As these artists became internationally famous, so did the café, which was described in Harper’s Monthly in 1889 as “the most famous and curious café of Montmartre.” (The Chat Noir was so celebrated that there were discussions about recreating the café, in its entirety, at the 1893 World’s Fair in Chicago!) Like many visiting artists, the American painter Robert Henri made a pilgrimage to the Chat Noir when he was studying in Paris in 1891, describing it in his diary as “artistic, extremely so.” In 1898 Steinlen published a book of his cat cartoons called Des Chats: Images sans Paroles, which features page after page of his signature cat cartoons.
The Delaware Art Museum has a copy of the original edition in our library, and the MFA Boston has scanned theirs and put it online so you can flip through and enjoy cats being harassed by children, getting tangled in yarn, and falling into fish bowls. It isn’t YouTube, but it was a significant step toward cartoon animation in the late 19th century. By this point in the 1890s, Steinlen, Toulouse-Lautrec, and other French illustrators were having a huge impact on graphic art in the United States. Artists produced posters, advertisements, book covers, and illustrations with broad areas of flat color and surface pattern. These “poster-style” illustrations drew inspiration from Japanese woodblock prints and the graphic artists of Paris.

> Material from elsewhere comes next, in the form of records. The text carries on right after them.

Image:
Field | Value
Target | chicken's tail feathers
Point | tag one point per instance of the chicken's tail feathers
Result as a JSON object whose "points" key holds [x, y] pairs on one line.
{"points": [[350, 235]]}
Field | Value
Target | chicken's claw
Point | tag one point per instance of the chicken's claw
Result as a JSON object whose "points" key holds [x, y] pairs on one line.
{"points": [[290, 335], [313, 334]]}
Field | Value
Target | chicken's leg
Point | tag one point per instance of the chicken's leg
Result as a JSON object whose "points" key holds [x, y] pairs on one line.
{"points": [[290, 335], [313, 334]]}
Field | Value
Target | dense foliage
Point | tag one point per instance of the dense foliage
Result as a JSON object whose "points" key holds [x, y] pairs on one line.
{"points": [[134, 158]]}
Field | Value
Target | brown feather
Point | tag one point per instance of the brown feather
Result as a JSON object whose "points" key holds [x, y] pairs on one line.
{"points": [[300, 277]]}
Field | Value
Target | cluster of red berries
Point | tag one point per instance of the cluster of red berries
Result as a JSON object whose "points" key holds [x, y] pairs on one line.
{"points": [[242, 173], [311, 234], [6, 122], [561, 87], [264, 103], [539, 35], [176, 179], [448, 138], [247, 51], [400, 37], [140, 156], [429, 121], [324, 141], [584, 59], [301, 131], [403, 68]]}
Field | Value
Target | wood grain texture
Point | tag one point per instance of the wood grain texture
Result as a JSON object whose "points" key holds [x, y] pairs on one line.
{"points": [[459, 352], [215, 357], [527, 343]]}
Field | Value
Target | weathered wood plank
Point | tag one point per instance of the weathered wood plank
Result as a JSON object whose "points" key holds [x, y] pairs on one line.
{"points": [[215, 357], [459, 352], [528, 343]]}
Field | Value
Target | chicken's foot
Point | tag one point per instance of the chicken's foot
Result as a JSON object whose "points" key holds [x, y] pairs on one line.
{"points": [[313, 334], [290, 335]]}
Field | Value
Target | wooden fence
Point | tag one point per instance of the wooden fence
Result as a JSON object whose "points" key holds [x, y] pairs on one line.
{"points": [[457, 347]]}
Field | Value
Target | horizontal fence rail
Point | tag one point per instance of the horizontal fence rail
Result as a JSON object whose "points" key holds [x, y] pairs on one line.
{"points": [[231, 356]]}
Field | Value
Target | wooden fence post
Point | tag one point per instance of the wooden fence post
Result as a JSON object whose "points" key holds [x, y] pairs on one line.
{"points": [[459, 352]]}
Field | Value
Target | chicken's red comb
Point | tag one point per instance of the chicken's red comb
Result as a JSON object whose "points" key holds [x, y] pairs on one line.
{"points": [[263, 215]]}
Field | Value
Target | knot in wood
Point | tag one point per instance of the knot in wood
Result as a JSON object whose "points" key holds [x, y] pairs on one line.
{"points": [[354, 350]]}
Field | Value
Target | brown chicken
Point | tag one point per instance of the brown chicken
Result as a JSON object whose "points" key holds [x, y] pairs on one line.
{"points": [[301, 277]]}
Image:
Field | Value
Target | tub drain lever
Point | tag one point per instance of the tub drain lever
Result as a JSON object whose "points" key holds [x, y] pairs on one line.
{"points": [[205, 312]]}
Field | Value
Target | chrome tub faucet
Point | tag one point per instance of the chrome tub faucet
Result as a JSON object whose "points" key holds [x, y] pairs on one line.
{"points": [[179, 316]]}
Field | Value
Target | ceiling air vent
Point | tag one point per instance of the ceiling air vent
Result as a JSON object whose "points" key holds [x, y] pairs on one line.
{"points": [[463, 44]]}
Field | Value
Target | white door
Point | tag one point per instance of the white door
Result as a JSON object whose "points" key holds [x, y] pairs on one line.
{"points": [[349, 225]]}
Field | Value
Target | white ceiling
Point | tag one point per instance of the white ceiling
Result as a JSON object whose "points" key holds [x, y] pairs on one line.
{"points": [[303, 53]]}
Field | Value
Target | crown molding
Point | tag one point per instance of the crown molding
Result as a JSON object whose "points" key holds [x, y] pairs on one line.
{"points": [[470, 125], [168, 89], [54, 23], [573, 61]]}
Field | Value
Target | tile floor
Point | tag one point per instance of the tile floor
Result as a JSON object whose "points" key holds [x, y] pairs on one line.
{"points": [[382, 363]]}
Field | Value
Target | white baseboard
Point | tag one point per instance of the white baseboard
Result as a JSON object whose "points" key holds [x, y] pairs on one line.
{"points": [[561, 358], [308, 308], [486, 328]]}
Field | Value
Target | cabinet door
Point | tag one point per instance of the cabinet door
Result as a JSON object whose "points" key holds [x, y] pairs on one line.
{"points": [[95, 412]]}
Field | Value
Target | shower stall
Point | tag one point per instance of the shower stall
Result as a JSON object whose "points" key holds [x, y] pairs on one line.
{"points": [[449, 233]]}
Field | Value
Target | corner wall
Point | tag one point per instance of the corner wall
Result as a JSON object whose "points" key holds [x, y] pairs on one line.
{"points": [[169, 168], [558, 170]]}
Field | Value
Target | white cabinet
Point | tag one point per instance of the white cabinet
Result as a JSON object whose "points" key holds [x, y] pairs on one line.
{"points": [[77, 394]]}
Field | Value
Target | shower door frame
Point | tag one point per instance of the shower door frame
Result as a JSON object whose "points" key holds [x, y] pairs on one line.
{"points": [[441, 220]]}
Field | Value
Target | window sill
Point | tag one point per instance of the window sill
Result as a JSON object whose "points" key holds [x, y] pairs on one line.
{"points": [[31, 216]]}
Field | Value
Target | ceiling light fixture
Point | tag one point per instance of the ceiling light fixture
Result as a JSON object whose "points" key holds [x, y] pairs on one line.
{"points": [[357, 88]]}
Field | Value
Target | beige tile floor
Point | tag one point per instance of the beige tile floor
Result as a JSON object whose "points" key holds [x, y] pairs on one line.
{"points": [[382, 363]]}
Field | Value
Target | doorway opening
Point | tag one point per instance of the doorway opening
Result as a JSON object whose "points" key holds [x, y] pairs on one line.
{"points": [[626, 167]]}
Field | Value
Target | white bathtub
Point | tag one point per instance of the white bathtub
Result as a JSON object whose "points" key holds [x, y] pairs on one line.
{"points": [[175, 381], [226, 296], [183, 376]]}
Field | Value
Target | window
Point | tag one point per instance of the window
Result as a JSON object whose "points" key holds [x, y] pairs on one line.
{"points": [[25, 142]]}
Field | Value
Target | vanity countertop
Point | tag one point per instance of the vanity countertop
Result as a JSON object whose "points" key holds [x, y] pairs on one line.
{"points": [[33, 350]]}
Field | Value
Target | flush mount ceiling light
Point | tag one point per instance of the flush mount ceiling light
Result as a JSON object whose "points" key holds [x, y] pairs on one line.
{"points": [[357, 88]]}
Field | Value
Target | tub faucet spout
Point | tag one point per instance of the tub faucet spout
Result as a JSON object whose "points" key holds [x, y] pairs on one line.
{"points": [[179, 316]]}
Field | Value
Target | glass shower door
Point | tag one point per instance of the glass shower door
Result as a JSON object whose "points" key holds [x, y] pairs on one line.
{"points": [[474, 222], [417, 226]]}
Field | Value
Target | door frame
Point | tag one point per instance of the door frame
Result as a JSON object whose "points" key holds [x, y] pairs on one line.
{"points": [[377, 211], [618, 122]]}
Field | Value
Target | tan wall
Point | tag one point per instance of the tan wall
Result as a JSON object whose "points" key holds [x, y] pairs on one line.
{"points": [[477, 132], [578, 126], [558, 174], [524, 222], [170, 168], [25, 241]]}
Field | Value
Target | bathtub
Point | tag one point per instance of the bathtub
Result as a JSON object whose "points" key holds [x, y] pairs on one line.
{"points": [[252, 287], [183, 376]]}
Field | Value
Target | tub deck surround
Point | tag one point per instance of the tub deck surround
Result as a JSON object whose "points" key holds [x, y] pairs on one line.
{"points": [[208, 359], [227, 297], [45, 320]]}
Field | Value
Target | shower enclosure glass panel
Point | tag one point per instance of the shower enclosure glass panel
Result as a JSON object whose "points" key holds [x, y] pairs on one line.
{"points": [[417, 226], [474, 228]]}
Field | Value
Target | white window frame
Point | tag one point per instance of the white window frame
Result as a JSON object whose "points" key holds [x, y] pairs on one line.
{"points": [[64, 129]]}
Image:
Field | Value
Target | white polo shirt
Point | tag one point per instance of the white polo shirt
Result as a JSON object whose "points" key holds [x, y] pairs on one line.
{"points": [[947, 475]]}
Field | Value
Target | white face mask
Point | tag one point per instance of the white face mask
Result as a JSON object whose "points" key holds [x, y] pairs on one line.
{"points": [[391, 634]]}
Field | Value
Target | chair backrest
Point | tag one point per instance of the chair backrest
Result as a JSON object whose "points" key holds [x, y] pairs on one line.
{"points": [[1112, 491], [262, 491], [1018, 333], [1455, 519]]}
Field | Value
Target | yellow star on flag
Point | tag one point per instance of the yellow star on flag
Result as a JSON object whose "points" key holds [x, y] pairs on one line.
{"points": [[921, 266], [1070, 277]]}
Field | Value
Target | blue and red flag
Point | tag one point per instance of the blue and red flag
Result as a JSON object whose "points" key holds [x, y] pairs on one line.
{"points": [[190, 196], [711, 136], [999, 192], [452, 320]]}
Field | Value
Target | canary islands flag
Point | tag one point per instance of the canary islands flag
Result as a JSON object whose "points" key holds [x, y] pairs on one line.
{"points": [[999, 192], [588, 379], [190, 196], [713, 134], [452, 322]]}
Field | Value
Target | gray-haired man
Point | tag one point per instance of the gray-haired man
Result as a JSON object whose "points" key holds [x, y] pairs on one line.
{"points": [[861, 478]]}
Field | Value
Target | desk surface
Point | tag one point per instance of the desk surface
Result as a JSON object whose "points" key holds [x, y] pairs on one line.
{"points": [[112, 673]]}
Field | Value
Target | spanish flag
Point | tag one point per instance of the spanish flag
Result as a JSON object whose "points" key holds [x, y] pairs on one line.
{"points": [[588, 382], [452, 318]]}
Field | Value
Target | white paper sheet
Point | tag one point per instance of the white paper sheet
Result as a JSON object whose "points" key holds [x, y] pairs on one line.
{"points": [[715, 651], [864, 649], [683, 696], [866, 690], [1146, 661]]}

Certainly John Sloan and Edward Penfield, early adopters of the poster style in America, were looking at French illustration. Elegant cats occupy several illustrations by Penfield in the Museum’s collection. A particular calico appears so often that he or she must have been a pet. In his advertising poster for an 1897 calendar of posters—yes, the “poster craze” really was a thing—this charming kitty watches a beret-clad artist get to work on what will presumably become yet another artistic poster.
In Sloan’s work, cats are more likely to appear in drawings and paintings. He immortalized the cats at his favorite Philadelphia hangout, Green’s Hotel at 8th and Chestnut Streets, in his 1900 painting Green’s Cats. The black cat creates an elegant, Art Nouveau S-curve against the rectilinear tiles. With its play of line and pattern and monochrome palette, the painting is unusually decorative and resembles the artist’s graphic work of the 1890s more than his later city paintings. Sloan deeply admired Steinlen, so the French illustrator’s work may have provided direct inspiration for this subject.